The outrage coming from Canadians, though, left me a tad perplexed. While Boisvenu’s comments were far from appropriate (considering the fact he sits on a committee studying criminal law), and also illegal (counselling or encouraging someone to commit suicide is an offence under the Canadian Criminal Code), I’m not particularly disturbed by his statement.
It was clearly a statement made someone who has strong opinions on the subject, and has never pretended otherwise. Boisvenu is a politician, but he’s also the father of a daughter who was kidnapped, raped, and then murdered by a repeat offender. I can sit here and claim that my views on capital punishment wouldn’t change, if someone close to me was brutally murdered, but I don’t know, and in all honesty, neither do you.

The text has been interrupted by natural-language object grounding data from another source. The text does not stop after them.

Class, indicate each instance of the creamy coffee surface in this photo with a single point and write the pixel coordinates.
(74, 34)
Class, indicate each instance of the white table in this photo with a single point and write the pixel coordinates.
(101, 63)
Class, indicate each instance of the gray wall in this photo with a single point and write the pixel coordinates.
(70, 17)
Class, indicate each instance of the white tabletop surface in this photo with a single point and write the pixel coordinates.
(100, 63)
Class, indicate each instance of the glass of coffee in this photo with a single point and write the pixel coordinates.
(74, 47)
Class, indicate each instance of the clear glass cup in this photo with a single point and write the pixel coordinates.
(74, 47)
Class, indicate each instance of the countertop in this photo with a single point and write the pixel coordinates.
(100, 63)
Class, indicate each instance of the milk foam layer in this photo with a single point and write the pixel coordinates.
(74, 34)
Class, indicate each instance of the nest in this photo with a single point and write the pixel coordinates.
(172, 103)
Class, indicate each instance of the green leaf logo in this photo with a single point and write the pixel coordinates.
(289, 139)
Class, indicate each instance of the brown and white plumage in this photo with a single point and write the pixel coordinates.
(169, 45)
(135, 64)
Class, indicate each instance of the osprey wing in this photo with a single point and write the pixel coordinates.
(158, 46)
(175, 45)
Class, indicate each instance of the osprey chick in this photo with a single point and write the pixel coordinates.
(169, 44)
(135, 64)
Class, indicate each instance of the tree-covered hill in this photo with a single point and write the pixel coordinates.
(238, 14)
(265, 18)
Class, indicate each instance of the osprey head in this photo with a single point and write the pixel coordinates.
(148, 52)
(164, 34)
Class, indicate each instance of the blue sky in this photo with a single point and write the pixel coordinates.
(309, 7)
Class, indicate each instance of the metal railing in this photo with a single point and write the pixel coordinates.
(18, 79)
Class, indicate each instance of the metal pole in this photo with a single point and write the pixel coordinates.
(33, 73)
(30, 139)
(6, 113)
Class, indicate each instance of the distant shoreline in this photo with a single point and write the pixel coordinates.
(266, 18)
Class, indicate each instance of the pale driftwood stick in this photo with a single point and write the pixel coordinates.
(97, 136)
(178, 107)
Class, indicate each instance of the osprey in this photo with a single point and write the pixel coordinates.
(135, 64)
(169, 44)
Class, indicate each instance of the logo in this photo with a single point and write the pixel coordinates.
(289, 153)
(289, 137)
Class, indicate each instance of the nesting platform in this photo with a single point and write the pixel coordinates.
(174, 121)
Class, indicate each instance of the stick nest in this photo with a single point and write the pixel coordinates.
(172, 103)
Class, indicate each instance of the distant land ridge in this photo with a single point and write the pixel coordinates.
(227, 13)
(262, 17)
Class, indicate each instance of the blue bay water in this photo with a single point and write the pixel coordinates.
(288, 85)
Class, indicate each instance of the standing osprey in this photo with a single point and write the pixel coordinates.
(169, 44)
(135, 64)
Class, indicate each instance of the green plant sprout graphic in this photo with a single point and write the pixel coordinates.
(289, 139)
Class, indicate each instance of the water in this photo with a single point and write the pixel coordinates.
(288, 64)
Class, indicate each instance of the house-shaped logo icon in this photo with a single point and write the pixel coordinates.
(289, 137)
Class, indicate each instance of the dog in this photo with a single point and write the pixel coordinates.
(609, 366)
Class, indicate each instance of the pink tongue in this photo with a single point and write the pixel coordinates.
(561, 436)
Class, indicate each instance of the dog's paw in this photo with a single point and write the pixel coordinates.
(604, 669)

Let's not forget that there are many in this country who share his views on victims’ rights, and there is nothing inherently wrong with publicly debating these fundamental issues. Recent Angus Reid studies on how Canadians feel about the death penalty may surprise you. A whopping 62% of Canadians support the death penalty for murderers. A resounding 65% of Quebecers do so, as well. Not so far removed from Americans, are we?
For the record, I’m against the death penalty, but in favour of freedom of speech. I'm also in favour of assisted suicide, so watching a nationwide debate instigated by someone who belongs to a political party that advocates tougher criminal penalties, yet won’t reopen the debate on assisted suicide, left me a little bemused. So convicted killers should have the right to die, but a terminally ill person can’t?
The response was, of course, immediate and damning. Everything from “stupid” to “irresponsible” to “reprehensible” was thrown around by ordinary citizens, journalists, political pundits, suicide-prevention experts, and the Opposition. -
This is why journalist Molly Ivins used to say: “Democracy requires a certain relish for confusion.” Navigating life, I would add, does so as well.
What can be debated is whether Boisvenu should be sitting on a crime bill committee, potentially allowing his personal views to influence public policy. What can be debated is whether it’s dishonest of Boisvenu to be touting financial savings as a reason, while at the same time trying to introduce a very expensive C-10 crime-fighting bill. What shouldn't be debated is his right to express his opinion; even if we don't agree with it.
Crime in this country has actually declined in the past few years, yet the Conservatives are touting a bill that will increase prison and expenses associated with policing. The crime bill will cost Ontario taxpayers alone more than $1-billion in increased police and correctional service costs!
Many Canadians fear the crime bill will only succeed in adding inmates to already-at-capacity prisons, forcing judges to incarcerate people whose offences and circumstances may not warrant time in custody, and will increase the number of people on parole, adding to the caseloads for parole officers. More importantly, most Canadians fear that it won’t make this country safer; only meaner.
As for the Quebec man who just filed a criminal complaint against the senator.... As objectionable as his comments may have been, there was no real violation of the Criminal Code.
If enough people in this country are appalled by what he said and what he believes in, the only thing Boisvenu truly managed to prove with his comments is that, if you give a man enough rope, he will indeed hang himself. Yeah... pun intended.